The discord recently became public when low-cost carriers complained publicly about the proposed rent hike. The dispute reflects a nationwide conflict between airlines struggling to stay aloft with surging fuel prices and airport operators trying to fund renovations for outdated airports.
The city's airport agency is funded largely by landing and terminal fees paid by airlines and revenue from airport parking, shops and restaurants.
Bob Montgomery, Southwest Airlines' vice president of properties, told airport commissioners Monday the rate increase would make LAX the most expensive airport of those offering Southwest flights.
"This will damage our ability to offer low fares," he said.
This is not the first time the relationship between the city and airlines has been tested. Officials raised landing fees at LAX in the 1990s, leading to court battles and delayed renovations to some terminals.
The agency running LAX, Los Angeles World Airports, says it has subsidized airlines for years and must raise rent to a fair market value.
"This subsidization of this cost on behalf of the air carriers has become onerous and unfair," Patricia V. Tubert, a deputy executive director for the agency, wrote in a statement.
Landing fees paid by airlines covered less than half of LAX's $93.1 million security cost in the 2004 fiscal year, officials said.
But some airlines — including Southwest, US Airways and Alaska Air Group — said the proposed rent increase would be unfair because airlines with long-term leases would not be subject to the hike.
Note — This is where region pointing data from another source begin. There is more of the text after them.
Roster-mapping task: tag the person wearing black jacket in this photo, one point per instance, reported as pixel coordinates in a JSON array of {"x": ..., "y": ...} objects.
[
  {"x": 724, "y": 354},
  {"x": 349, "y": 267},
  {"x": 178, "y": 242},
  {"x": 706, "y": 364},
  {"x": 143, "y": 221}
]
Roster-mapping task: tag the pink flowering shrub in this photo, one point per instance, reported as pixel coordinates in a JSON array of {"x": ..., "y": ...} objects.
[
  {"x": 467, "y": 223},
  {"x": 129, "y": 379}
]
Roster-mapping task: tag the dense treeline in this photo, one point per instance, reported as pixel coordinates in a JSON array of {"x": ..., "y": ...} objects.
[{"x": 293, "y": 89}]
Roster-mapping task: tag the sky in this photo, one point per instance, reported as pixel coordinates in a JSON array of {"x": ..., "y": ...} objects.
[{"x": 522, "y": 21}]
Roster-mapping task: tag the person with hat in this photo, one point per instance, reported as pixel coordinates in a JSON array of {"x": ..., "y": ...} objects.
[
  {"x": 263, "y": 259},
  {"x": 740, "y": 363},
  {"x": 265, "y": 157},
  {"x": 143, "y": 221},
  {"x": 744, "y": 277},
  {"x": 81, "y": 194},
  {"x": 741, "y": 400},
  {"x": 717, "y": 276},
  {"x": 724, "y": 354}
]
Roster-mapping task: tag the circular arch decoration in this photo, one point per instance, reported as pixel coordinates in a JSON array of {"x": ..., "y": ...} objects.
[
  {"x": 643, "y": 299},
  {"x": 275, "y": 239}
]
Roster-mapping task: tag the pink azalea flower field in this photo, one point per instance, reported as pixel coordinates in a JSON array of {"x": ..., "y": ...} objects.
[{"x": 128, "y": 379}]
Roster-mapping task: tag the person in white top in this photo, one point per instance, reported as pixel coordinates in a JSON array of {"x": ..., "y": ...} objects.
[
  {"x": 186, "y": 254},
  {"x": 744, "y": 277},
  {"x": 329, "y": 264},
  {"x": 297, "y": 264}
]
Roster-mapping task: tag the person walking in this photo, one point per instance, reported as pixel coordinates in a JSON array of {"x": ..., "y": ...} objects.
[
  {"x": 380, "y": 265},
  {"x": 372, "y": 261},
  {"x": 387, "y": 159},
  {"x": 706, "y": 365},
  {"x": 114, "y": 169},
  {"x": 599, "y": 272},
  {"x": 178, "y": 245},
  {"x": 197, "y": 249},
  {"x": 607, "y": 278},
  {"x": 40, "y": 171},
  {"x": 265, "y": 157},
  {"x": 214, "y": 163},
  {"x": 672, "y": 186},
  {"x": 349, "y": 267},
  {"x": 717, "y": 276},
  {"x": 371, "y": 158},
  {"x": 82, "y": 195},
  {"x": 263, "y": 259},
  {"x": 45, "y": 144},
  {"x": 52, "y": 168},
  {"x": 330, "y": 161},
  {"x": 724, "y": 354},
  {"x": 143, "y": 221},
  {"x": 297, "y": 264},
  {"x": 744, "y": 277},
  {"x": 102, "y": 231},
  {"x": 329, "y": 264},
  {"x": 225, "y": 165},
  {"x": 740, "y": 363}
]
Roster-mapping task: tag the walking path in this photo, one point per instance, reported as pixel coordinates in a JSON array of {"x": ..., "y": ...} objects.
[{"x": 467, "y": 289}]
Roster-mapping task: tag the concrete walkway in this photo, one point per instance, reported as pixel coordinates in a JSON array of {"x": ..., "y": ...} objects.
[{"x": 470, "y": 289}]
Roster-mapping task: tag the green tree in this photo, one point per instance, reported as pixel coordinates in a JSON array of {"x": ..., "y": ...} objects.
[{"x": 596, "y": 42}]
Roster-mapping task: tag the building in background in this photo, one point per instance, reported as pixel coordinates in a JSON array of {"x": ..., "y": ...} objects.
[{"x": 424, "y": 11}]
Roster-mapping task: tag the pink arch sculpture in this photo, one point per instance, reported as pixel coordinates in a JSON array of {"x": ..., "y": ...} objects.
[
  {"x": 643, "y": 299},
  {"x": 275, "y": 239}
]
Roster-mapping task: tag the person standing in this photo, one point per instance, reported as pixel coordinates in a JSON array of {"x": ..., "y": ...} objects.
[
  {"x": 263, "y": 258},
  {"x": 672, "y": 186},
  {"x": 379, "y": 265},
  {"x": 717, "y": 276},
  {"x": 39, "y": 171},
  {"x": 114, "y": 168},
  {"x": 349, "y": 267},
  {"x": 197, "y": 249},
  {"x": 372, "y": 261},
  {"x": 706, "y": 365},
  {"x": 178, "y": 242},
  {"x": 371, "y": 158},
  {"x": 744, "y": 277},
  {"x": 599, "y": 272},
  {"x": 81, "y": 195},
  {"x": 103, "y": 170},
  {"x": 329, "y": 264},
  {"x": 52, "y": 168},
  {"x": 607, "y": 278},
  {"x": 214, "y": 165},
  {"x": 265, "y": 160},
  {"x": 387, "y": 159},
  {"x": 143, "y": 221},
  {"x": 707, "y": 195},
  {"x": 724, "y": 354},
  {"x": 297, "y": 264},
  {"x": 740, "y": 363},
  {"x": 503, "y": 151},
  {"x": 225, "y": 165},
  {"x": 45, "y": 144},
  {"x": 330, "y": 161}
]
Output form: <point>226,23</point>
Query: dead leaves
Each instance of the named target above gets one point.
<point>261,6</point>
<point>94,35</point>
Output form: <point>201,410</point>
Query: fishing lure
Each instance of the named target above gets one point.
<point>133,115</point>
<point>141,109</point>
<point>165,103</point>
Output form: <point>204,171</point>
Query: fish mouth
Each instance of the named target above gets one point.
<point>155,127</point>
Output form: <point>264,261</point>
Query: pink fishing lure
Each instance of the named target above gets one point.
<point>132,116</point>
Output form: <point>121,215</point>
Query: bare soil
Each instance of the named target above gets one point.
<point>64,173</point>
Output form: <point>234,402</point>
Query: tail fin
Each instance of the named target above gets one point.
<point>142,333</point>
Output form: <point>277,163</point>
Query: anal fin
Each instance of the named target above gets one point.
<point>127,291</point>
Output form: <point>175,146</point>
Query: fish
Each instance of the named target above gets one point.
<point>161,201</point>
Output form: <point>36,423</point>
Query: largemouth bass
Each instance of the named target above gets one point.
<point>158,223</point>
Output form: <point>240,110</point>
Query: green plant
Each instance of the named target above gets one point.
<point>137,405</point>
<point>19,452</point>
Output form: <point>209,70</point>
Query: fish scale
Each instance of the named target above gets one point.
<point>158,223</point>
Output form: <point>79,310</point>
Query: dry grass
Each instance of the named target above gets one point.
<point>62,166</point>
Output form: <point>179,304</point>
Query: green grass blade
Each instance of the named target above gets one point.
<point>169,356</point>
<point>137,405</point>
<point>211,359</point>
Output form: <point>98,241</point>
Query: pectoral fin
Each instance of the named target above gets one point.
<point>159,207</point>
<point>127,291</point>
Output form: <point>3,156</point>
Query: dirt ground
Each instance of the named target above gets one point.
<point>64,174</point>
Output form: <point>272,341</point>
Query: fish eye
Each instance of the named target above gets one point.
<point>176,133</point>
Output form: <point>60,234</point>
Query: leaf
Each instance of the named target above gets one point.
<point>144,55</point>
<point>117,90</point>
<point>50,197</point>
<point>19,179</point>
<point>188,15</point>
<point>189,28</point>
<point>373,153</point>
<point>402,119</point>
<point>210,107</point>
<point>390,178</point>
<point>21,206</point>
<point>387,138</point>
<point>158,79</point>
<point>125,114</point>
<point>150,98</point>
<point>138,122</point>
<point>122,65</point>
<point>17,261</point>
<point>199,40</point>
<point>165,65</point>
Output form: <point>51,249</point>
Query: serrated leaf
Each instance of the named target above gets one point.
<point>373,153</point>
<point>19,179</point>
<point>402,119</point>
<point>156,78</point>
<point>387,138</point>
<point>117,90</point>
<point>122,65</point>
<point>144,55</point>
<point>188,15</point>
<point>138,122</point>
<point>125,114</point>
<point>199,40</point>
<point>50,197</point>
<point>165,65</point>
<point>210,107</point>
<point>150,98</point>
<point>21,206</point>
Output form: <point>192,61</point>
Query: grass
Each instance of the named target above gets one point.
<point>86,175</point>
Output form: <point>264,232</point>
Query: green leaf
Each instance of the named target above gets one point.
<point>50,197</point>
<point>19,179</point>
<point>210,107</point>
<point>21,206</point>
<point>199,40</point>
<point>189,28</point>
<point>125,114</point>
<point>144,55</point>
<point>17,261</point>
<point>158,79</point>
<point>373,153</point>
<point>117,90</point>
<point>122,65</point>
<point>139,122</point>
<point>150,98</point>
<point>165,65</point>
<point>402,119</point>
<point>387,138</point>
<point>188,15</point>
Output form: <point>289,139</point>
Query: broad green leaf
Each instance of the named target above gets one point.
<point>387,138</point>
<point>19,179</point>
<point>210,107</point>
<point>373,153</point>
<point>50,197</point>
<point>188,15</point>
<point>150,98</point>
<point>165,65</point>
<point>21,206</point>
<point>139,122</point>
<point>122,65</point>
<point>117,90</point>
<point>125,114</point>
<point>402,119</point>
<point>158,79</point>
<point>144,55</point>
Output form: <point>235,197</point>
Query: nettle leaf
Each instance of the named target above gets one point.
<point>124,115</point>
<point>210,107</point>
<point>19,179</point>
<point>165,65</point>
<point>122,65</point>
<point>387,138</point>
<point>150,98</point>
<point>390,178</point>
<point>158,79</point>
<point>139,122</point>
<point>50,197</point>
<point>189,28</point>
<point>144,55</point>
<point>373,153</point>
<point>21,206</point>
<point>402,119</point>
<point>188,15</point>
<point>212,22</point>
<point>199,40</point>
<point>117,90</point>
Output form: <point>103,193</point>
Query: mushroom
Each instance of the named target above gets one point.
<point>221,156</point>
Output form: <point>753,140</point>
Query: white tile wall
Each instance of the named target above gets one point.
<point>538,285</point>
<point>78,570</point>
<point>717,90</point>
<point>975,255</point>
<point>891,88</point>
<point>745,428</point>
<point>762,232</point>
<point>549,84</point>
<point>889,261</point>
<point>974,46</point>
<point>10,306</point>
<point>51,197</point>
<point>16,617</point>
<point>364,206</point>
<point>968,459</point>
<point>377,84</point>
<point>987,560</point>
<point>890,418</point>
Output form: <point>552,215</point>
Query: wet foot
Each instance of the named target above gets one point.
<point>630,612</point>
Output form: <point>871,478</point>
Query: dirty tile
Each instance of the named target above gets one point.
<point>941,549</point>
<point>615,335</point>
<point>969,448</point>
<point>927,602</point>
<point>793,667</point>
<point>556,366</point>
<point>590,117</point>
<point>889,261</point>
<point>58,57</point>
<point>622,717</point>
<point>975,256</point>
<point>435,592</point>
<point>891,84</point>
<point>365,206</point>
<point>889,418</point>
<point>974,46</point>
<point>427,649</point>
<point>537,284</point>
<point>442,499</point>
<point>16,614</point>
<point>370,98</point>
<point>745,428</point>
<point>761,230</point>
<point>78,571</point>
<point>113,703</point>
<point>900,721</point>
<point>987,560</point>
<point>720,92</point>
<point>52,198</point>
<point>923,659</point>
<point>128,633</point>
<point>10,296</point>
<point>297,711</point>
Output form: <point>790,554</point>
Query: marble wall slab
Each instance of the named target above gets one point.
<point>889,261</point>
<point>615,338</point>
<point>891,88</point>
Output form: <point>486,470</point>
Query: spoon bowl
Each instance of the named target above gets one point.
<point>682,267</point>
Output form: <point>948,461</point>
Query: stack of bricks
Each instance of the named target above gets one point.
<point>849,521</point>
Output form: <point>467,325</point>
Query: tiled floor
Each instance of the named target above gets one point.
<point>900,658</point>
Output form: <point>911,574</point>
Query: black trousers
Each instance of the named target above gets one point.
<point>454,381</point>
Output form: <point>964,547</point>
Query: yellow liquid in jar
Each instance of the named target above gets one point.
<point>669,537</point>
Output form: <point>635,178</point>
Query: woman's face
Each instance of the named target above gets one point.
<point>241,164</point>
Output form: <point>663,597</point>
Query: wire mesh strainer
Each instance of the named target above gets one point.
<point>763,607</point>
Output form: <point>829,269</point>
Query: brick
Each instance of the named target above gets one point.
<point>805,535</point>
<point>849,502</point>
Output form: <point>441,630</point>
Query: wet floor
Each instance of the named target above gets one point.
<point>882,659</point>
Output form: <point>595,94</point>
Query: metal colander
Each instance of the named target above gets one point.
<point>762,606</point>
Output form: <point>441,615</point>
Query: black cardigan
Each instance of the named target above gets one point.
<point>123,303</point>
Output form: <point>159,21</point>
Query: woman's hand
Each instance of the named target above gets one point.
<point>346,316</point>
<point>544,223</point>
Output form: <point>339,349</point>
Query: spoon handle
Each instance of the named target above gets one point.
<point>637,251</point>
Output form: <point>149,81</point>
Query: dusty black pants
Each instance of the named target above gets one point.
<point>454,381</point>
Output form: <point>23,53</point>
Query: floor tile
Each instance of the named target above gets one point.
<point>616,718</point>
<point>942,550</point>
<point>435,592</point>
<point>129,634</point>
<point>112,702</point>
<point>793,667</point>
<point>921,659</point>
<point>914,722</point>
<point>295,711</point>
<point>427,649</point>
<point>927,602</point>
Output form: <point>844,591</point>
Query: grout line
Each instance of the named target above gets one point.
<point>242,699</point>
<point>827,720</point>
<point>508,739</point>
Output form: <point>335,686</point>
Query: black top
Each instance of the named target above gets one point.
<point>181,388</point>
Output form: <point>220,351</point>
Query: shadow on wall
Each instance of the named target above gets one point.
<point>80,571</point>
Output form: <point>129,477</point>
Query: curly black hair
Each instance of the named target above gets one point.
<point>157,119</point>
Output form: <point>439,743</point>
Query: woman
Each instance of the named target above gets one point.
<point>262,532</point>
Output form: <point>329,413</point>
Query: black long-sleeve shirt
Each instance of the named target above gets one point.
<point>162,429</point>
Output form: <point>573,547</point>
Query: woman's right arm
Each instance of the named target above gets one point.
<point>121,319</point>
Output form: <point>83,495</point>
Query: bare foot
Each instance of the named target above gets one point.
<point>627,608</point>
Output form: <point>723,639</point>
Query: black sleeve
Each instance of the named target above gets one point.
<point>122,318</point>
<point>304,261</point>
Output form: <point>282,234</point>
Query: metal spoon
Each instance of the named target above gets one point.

Carriers with long-term leases, however, could be subject to increases in maintenance and other fees.
The increased rent and fees would force airlines to reduce flights and raise ticket prices, airline executives said.
An attorney representing airlines with long-term leases — which include United, American, Delta and Continental — said they would sue if the increases took effect.
The city's airport commissioners said they planned to make a decision on the rates at a Dec. 4 meeting. Both sides of the dispute said they plan to meet this week to seek an agreement before then.